Useful when dealing with high dimension data (such as images)


In [143]:
bagging = BaggingClassifier(base_estimator=DecisionTreeClassifier(), 
                            n_estimators=500, max_samples=200, bootstrap=True, n_jobs=-1,
                            max_features=10, bootstrap_features=True)
bagging.fit(X_train, y_train)
predictions = bagging.predict(X_test)
print(accuracy_score(predictions, y_test))
# better !

0.972027972027972


# Random Forests
Random Forests is a bagging of decision trees with max_samples = size of the training set

- a RandomForestClassifier has all the hyperparameters of a DecisionTreeClassifier (to control how trees are grown), plus all the hyperparameters of a BaggingClassifier to control the ensemble itself.

- The Random Forest algorithm instead of searching for the very best feature when splitting a node, it searches for the best feature among a random subset of features (better result).

In [144]:
from sklearn.ensemble import RandomForestClassifier
random_forest = RandomForestClassifier(n_estimators=100,
                                       n_jobs=-1,
                                       max_leaf_nodes=16)

In [145]:
random_forest.fit(X_train, y_train)

RandomForestClassifier(max_leaf_nodes=16, n_jobs=-1)

In [146]:
predictions = random_forest.predict(X_test)
accuracy_score(predictions, y_test) # Best result till now !

0.9790209790209791

# Feature Importance
- Random Forests used to know the importance of each feature in the data

- Scikit-Learn measures a feature’s importance by looking at how much the tree nodes that use that feature reduce impurity on average (across all trees in the forest), and all importance of all features sum to 1

In [147]:
# get the importance of each feature in iris dataset
from sklearn.datasets import load_iris
iris = load_iris()
rnd_forest = RandomForestClassifier(n_estimators=500, n_jobs=-1)

In [148]:
rnd_forest.fit(iris["data"], iris["target"])
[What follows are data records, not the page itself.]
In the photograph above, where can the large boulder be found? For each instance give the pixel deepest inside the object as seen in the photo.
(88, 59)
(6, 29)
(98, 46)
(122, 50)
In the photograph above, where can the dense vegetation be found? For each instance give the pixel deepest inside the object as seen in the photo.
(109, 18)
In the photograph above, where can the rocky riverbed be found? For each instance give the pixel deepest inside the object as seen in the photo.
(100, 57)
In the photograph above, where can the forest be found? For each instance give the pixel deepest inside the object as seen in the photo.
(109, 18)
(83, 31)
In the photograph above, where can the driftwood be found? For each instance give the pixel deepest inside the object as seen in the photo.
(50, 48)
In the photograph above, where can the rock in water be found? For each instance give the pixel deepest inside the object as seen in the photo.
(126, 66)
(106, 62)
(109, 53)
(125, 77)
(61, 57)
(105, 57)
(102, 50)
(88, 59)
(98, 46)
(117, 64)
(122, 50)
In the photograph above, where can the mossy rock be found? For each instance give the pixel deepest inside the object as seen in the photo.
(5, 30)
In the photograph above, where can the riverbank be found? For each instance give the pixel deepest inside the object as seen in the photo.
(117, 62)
RandomForestClassifier(n_estimators=500, n_jobs=-1)

In [151]:
iris["feature_names"], rnd_forest.feature_importances_

(['sepal length (cm)',
  'sepal width (cm)',
  'petal length (cm)',
  'petal width (cm)'],
 array([0.09582688, 0.025055  , 0.42632722, 0.4527909 ]))

# Boosting
training predictors sequentially to improve them (using the weights of the prev predictor as initial)
## AdaBoost
One way for a new predictor to correct its predecessor(prev) is to pay a bit more attention
to the training instances that the predecessor underfitted. This results in new predic‐
tors focusing more and more on the hard cases.